Least-squares analysis on the diffraction intensity values certified for NIST SRM676a and SRM1976c α-Al2O3 (corundum) have shown that the intensities of SRM1976c can be simulated by the March-Dollase preferred orientation model along the (001)-direction. Diffraction intensities of randomly oriented corundum crystallites have been calculated from electron density data obtained by conventional and density functional theory (DFT) calculations, on the assumption of independent and similar atomic displacements for Al and O atoms. The results of DFT calculations support that the strongest peak of randomly oriented α-Al2O3 crystalline powder should be 113-reflection, though the intensities simulated by DFT calculations are not closer to NIST SRM676a intensities than those expected for a fully ionized model ${\rm Al}_2^{3 + } {\rm O}_3^{2-}$. Diffraction data of two types of relatively fine (nominally 2–3 μm and ca 0.3 μm) α-Al2O3 powder have been collected and processed by a deconvolutional treatment (DCT). Integrated peak intensities extracted from the DCT data by an individual peak profile fitting method also support that the 113-reflection is the strongest reflection of randomly oriented α-Al2O3 crystalline powder.

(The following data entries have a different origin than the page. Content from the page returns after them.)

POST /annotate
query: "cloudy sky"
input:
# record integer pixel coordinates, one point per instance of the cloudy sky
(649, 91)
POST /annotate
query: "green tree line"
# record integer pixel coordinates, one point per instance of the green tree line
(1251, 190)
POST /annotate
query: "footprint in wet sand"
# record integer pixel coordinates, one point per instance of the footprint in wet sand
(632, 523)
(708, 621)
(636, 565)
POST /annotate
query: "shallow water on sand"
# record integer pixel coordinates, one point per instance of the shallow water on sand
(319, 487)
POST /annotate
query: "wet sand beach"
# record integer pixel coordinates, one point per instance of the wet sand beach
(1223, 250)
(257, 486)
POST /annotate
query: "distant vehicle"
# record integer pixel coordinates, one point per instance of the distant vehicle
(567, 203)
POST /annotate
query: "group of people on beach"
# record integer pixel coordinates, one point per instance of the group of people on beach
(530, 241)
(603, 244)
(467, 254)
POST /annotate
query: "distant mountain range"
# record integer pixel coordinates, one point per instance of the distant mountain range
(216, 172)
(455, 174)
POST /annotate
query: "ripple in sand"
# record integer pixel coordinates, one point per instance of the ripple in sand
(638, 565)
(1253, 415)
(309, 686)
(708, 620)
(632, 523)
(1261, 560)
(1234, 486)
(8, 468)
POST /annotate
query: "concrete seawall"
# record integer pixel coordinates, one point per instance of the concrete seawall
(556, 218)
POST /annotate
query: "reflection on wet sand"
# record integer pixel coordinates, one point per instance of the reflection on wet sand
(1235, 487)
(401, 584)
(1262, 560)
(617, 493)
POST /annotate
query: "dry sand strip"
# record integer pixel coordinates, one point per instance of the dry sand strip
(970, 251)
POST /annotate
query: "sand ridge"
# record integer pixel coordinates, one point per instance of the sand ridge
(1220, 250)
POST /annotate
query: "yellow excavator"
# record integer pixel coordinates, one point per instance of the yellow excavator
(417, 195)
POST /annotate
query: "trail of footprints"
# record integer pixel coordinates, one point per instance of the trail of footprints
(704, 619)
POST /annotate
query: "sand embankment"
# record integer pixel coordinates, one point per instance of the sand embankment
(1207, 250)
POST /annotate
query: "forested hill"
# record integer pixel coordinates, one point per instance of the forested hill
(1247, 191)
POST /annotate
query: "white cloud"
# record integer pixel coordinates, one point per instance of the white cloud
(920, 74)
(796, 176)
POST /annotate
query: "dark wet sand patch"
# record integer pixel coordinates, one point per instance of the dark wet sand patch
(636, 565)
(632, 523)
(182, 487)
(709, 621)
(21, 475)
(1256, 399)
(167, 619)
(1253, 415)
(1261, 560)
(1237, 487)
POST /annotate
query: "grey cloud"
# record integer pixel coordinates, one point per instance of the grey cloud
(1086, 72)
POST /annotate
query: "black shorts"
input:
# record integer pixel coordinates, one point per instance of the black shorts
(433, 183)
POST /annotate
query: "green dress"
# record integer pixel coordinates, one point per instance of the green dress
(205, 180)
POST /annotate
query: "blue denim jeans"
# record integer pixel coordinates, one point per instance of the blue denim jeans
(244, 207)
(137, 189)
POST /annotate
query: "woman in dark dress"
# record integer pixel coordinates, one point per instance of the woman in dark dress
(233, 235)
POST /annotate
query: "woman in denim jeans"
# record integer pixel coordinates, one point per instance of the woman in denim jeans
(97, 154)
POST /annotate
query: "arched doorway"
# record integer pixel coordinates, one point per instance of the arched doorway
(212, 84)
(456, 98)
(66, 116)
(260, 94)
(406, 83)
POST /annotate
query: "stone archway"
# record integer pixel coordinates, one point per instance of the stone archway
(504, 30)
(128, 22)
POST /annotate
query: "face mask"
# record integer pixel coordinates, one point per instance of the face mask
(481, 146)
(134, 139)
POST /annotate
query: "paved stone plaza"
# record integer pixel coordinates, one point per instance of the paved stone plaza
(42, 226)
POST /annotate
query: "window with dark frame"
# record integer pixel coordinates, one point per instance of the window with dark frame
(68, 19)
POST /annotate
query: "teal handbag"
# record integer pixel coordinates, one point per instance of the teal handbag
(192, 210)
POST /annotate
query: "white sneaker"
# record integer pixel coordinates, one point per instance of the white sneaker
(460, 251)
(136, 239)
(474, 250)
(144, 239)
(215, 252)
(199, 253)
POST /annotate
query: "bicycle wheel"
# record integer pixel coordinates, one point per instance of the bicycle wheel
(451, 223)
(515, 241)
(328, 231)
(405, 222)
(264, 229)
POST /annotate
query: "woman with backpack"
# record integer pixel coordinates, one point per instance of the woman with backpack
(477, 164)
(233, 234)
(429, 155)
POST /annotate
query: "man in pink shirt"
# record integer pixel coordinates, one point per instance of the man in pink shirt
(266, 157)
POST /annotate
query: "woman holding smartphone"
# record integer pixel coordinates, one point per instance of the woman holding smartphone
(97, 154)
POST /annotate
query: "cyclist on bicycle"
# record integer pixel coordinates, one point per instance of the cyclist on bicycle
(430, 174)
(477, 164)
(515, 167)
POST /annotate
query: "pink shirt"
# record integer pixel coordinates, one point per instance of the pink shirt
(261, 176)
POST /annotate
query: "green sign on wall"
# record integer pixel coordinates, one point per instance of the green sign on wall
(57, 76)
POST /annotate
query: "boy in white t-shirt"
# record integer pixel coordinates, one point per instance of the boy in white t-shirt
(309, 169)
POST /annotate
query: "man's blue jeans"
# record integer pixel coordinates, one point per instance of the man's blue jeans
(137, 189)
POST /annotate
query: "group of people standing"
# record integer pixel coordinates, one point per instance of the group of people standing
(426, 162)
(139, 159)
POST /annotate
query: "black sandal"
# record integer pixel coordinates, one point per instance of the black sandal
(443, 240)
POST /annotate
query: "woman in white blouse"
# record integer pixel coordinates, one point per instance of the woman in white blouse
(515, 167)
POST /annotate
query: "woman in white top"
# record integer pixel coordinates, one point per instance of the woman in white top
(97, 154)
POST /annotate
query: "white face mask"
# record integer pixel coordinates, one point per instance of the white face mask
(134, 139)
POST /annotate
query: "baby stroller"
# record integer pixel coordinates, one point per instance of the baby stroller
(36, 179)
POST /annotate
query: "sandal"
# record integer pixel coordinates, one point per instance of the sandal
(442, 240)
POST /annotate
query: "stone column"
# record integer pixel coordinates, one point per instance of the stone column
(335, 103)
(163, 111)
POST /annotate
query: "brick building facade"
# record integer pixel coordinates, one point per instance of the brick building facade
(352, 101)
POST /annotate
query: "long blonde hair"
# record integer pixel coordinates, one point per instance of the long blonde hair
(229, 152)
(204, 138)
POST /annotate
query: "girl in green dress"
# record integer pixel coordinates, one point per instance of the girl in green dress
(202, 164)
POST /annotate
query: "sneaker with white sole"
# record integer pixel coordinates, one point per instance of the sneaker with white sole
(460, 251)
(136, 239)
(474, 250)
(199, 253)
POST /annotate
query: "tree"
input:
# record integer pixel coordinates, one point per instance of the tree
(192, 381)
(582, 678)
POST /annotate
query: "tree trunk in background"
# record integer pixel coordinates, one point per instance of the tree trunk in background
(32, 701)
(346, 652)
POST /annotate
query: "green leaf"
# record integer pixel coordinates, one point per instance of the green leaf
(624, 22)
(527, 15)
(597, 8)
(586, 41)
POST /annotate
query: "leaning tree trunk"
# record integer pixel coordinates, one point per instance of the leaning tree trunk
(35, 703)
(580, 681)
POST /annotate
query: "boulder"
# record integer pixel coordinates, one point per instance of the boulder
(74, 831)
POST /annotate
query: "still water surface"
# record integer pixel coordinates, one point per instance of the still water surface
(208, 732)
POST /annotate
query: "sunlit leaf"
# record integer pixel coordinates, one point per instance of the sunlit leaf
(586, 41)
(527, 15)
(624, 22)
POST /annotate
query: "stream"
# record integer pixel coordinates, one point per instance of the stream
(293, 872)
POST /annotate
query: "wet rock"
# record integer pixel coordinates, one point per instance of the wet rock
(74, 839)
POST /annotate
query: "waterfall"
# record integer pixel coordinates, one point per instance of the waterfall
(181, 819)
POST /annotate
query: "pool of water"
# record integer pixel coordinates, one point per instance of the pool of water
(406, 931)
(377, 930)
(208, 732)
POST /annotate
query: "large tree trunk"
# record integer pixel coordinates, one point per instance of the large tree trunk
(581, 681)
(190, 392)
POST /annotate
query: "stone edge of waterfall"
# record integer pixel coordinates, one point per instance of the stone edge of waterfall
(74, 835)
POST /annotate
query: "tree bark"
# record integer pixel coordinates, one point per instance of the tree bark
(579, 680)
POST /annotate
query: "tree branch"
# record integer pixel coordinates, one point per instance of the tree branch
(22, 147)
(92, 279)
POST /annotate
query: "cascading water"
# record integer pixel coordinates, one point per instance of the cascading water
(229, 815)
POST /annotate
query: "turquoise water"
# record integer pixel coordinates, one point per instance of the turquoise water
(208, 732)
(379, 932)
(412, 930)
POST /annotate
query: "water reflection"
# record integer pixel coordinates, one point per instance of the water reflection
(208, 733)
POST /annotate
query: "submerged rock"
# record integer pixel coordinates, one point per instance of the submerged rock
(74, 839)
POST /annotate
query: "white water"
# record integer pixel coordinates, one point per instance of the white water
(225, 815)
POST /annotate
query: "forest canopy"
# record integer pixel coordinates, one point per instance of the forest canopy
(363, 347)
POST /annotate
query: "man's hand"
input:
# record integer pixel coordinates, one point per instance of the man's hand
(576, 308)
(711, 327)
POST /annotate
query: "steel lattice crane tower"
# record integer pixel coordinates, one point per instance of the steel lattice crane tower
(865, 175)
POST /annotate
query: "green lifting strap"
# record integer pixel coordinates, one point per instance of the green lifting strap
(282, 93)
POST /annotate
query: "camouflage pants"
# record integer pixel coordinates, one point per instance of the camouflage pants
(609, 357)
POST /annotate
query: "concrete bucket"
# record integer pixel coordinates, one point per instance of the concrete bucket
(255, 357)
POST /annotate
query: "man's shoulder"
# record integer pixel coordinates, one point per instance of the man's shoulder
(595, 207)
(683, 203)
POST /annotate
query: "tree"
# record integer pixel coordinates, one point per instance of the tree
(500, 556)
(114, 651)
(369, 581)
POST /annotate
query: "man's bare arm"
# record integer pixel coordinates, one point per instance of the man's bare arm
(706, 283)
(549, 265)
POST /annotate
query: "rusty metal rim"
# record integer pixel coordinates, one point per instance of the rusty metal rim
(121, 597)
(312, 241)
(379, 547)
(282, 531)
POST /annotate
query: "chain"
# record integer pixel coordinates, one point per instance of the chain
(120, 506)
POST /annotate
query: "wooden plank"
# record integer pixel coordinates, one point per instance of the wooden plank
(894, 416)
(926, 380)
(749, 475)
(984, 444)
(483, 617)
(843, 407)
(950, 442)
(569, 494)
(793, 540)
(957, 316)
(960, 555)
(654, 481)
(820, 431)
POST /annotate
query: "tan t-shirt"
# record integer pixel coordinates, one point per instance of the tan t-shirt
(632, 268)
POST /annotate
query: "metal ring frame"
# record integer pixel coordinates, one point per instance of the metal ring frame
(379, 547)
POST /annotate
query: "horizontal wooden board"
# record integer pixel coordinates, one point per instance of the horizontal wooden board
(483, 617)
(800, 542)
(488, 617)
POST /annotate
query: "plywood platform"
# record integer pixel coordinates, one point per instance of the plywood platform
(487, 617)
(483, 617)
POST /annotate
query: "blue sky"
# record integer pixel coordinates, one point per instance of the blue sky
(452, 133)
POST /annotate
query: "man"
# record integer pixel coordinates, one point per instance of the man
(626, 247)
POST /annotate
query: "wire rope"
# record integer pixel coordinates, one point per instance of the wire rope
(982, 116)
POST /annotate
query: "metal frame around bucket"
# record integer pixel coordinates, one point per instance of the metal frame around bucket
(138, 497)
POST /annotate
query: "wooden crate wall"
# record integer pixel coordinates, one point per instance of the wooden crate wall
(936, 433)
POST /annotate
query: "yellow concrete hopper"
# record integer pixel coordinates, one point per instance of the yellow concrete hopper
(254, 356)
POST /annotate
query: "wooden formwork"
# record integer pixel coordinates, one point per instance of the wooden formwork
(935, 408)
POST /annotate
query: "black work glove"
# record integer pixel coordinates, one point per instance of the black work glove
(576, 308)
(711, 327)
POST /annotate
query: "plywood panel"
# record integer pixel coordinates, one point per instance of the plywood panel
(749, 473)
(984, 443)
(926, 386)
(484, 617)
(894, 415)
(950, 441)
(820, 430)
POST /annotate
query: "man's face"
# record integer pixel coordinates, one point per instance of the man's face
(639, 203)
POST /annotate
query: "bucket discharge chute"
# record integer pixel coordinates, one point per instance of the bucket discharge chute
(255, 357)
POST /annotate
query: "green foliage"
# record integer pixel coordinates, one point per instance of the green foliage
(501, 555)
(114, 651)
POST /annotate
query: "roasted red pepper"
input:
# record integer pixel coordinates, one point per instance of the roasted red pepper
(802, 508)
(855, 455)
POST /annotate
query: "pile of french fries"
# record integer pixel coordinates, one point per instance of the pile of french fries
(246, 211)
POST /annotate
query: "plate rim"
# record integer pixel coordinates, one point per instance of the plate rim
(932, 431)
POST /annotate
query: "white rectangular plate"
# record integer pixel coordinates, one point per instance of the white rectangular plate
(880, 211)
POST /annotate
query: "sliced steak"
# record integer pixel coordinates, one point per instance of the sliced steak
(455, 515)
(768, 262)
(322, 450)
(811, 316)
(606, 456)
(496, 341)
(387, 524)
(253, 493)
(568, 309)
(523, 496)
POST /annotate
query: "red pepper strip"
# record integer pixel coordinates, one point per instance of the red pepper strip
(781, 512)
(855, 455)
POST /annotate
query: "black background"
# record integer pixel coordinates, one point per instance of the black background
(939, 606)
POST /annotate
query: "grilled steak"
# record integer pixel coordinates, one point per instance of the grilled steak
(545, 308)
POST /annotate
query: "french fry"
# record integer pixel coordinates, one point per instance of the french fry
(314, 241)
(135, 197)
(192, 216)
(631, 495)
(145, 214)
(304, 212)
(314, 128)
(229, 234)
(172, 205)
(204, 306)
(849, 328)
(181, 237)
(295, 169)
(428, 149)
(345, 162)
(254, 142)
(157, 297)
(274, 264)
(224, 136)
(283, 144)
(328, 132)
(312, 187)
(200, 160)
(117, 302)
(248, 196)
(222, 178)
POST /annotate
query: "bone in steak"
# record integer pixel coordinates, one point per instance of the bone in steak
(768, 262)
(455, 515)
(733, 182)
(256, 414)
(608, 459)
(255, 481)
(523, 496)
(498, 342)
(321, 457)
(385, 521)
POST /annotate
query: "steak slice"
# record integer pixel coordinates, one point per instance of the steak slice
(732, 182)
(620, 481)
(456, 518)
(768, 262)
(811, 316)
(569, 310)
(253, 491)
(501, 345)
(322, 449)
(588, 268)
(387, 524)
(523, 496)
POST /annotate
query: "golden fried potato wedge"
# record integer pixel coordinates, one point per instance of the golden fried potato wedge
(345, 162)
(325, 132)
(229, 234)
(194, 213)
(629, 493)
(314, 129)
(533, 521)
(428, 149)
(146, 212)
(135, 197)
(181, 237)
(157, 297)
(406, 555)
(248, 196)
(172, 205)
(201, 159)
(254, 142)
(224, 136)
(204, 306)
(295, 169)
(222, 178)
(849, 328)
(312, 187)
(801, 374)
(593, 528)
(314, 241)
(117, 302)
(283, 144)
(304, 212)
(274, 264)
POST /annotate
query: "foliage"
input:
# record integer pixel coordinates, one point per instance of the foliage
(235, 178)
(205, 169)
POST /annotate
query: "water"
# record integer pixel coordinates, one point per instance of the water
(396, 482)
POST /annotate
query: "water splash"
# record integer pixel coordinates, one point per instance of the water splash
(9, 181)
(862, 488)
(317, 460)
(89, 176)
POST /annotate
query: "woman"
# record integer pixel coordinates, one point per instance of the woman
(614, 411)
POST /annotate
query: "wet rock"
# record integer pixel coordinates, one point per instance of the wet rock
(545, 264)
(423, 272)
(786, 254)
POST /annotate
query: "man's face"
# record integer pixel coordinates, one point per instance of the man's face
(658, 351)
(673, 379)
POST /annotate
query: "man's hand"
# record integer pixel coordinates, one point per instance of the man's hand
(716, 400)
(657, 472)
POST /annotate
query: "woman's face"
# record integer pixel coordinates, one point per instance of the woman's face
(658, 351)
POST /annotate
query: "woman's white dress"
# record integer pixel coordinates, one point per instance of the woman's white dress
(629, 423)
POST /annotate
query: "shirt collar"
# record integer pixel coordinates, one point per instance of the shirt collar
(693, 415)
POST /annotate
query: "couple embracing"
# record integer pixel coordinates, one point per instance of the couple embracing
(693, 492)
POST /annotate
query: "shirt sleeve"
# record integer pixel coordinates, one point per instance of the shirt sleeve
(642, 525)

Exact and approximate mathematical models for the effects of sample transparency on the powder diffraction intensity data are examined. Application of the formula based on the first-order approximation about the deviation angle is justified for realistic measurement and computing systems. The effects of sample transparency are expressed by double convolution formulas applying two different scale transforms, including three parameters, goniometer radius R, penetration depth μ−1, and thickness of the sample t. The deconvolutional treatment automatically recovers the lost intensity and corrects the peak shift and asymmetric deformation of peak profile caused by the sample transparency.